Over the past week I have watched as others attacked Cole Aronson ’18 for his Monday column (“Admissions and Athletics,” Feb. 27, 2017). To attack him is a mistake. To attack him is to promote his martyrdom, to help turn him into a poster boy for throngs of the so-called ‘free-speech advocates’ to use as a symbol for PC intolerance. I do not want him to go into the world, using this instance as an example of where he stood true to his beliefs in the face of a ravenous mob of precious snowflakes. Instead I want to expose Aronson’s article for what it is: a misinformed, prejudiced, poorly argued ableist rant, one that questions the validity of my presence, a disabled female athlete, at this institution.

Ableism is the discrimination against mentally or physically disabled people. It is sentences like “Now, clearly, you don’t have to be smart to be good at most sports … just listen to what passes for English on ESPN,” that reflect not a controversial thought piece, but something more pernicious. Judging someone’s intellect on your perception of her eloquence is an inherently ableist (among other ‘–ist’s) line of reasoning.

There are days when I am the most articulate student in a seminar — other days, I will struggle to formulate a sentence, the brain fog, exhaustion and other symptoms from my blood pressure disorder I experience hampering my speech. That does not make me intellectually inferior to you. It makes me different from you.

The first time I was called stupid was in ninth grade. This was in the midst of weekly doctors’ visits, of crawling on the ground to get to the shower in the morning because I was too weak to stand. My mother, who would shampoo my hair because I could not lift my arms above my head, sat with me as we listened to my biology teacher argue that she could not teach me. I could not learn. That she could not just open up my brain and put the information in there.

To be clear, this is not inspiration porn — the story of the poor crip who ‘overcomes’ her disability and achieves her goals. But it is a personal illustration of how everyone does not think or communicate in the same way, regardless of ability or disability. Intelligence is not a binary. To assert so would be to neglect all the medical research that proves otherwise. We accept that people learn in different ways — why is the same not true of someone expressing their intelligence?

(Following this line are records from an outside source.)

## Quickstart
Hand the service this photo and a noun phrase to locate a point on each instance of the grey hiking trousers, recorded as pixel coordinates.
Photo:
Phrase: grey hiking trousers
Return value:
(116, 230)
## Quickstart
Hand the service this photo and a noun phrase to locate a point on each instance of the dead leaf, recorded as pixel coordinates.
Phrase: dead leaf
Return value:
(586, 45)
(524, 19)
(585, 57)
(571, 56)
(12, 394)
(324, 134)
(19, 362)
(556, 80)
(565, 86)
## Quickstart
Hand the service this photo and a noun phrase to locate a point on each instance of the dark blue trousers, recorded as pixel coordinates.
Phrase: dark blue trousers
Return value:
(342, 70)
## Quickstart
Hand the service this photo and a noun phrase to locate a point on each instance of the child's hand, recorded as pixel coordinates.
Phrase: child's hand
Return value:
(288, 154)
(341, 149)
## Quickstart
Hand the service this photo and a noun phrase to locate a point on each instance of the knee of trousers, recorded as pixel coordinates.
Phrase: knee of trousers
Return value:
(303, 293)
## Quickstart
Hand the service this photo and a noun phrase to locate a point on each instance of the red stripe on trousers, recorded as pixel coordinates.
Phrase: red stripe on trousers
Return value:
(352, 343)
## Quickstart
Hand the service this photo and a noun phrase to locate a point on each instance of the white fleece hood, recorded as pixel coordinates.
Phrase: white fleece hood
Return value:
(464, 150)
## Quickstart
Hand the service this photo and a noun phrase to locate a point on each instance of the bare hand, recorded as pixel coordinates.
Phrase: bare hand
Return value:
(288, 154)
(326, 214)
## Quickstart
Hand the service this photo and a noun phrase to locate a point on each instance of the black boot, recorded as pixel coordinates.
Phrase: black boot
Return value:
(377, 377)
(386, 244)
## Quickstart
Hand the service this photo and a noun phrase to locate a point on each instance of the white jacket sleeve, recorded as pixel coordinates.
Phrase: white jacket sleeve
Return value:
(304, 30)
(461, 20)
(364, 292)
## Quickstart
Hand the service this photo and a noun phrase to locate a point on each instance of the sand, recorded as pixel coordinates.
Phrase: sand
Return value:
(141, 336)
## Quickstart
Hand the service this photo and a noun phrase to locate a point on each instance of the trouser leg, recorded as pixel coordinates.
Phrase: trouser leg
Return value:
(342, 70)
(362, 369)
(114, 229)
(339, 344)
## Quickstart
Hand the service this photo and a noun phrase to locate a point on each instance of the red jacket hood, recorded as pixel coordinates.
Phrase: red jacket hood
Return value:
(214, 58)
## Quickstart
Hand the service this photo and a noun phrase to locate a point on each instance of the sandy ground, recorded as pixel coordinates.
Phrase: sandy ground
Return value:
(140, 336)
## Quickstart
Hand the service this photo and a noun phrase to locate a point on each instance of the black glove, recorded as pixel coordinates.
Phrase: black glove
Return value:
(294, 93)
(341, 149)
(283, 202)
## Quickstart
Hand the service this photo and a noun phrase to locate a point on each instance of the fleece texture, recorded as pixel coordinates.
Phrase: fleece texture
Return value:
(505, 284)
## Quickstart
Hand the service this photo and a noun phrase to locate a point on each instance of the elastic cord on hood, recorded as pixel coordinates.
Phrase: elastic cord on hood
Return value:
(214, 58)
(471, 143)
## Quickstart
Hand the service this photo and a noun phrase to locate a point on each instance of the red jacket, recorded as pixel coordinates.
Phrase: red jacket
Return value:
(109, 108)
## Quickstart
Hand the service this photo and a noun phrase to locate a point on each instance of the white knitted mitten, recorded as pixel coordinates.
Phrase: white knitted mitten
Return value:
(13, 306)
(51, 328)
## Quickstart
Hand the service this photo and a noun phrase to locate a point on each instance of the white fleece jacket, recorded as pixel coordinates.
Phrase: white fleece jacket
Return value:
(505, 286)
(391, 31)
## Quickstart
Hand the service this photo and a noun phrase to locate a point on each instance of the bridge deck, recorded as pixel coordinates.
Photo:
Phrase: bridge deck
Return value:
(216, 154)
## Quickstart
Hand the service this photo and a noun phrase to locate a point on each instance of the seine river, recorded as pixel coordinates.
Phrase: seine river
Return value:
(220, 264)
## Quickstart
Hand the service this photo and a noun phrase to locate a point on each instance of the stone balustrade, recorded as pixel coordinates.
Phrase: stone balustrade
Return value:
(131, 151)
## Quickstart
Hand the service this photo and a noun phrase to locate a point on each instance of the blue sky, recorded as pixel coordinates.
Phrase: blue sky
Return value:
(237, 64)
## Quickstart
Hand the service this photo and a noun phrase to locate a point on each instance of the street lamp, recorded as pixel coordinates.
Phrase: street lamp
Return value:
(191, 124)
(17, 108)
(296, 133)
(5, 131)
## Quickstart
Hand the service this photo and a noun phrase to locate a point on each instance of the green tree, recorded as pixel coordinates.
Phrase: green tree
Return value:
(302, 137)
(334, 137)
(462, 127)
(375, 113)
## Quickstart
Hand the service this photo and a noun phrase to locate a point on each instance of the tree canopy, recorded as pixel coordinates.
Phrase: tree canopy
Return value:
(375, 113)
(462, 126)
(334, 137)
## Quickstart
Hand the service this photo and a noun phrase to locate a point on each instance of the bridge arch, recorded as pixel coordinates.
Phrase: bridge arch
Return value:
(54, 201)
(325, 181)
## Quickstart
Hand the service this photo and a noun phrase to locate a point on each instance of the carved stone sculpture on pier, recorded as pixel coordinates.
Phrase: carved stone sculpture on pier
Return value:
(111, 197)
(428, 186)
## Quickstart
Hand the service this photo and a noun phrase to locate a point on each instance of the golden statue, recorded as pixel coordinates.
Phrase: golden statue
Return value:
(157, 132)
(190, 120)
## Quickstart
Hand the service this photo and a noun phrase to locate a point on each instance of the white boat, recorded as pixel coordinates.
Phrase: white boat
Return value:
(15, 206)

I did everything Aronson did to gain admission to this university. In fact, I did more. Not only did I get the grades and win the national writing awards, but I was also a nationally ranked fencer. I wasn’t Yale’s top recruitment choice. My fencing results were good, but not phenomenal. I was admitted just as much for my intellect as I was for my athleticism. And I have contributed to the intellectual environment in a more positive way. Instead of tearing others down, I’ve helped them up. I work as a writing partner at the Yale College Writing Center. Yes, Cole Aronson, there’s a chance you’ve come to this disabled athlete for help writing or editing one of your essays.

Aronson writes that sports “provide benign entertainment,” unify families and serve as conversation material. He also asserts that when it comes down to the acquisition of virtues and lessons, everything one can achieve through sports one can achieve through academics. What Aronson’s article ignores is that it is not a matter of one or the other, of attaining a certain improvement from intellectual or athletic activity. Not only is this statement inaccurate, it does not acknowledge the nuance, the individual variation of what one can gain through sports. I would never begin to assume what a respective sport means to each individual athlete at this school. But let me tell you what it means to me.

Fencing is the reason I am standing here. Yes, I was recruited, but that is not what I mean. Most people with my condition are bedridden or in wheelchairs. The reason I am standing here, physically upright on this campus, is because fencing trained my body to fight against a disability that I didn’t yet have, strengthening my legs for drastic drops in blood pressure and instilling a resilience that has bolstered me through some of the darkest periods of my life.

At the end of the day, Aronson’s article comes down to his judgment of who is worthy of being here and who is not, who is smart and who is not, who is his ideal Yalie and who is just taking up the deserving space of someone much more qualified than an athlete.

Athleticism and intellectualism can exist at the same time within my disabled body, a body that has a right to exist on this campus. Cole Aronson is no one’s martyr. He is just another ableist trying to impose his prejudice onto others.